Dalam pasal tersebut dijelaskan, DPR bisa menyandera badan hukum atau warga masyarakat selama 30 hari bila tidak hadir setelah tiga kali panggilan setelah berkoordinasi dengan polisi.
Anggota Komisi III DPR Masinton Pasaribu mengatakan, di beberapa negara, lembaga parlemen diberikan kewenangan pemanggilan paksa. Karenanya, pasal tersebut menjadi wajar diterapkan di Indonesia.
Namun, politikus PDI Perjuangan ini membantah ketika dikatakan aturan tersebut memunculkan tindakan arogansi dan otoriter dari badan legislatif itu.
"Ya di negara mana juga kewenangan parlemen karena dia adalah representasi perwakilan rakyat, maka dia diberi kewenangan untuk melakukan pemanggilan siapapun. Karena prinsip mekanisme kontrol adanya di DPR sebagai representasi rakyat yang dipilih melalui pemilu," kata Masinton di Kompleks Parlemen, Senayan, Jakarta, Jumat (9/2/2018).
Dengan aturan ini, DPR bisa memanggil paksa siapapun, termasuk pejabat KPK.
"Ya terhadap siapapun," kata politikus PDIP itu.
Namun, ada beberapa lembaga yang tidak bisa dipanggil paksa. Masinton mengatakan, mereka adalah duta besar asing yang berada di Indonesia.

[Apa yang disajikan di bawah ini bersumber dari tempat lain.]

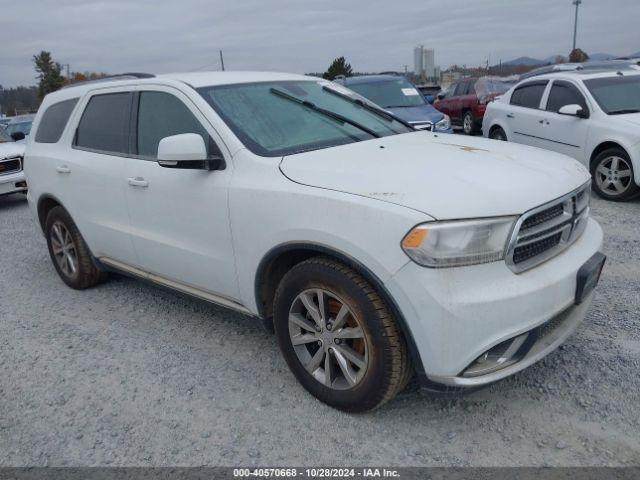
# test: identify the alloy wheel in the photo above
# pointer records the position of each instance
(328, 339)
(64, 250)
(613, 175)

"Setiap orang itu kalau duta besar kan dia punya ini sendiri, berlaku hukum di negaranya bukan kita," tuturnya.
Usulan ini muncul karena KPK
Anggota Komisi XI DPR Johnny G Plate tidak menampik, kemunculan pasal tersebut merupakan buntut dari sikap KPK yang menolak panggilan Panitia Khusus (Pansus) Hak Angket DPR untuk KPK.
"Isu ini kan muncul pada saat KPK tidak bisa menghadiri (panggilan KPK), lalu ada isu KPU. Tapi yang mencolok karena KPK, karena masalah KPK," kata Johnny.
"Yang menjadi pertanyaan, mengapa pada saat DPR memanggil tidak mau datang. Ya kalau dengan senang hati datang, tentu tidak perlu ada panggilan paksa. Sama seperti kalau dipanggil aparat hukum," tambah politikus Nasdem ini.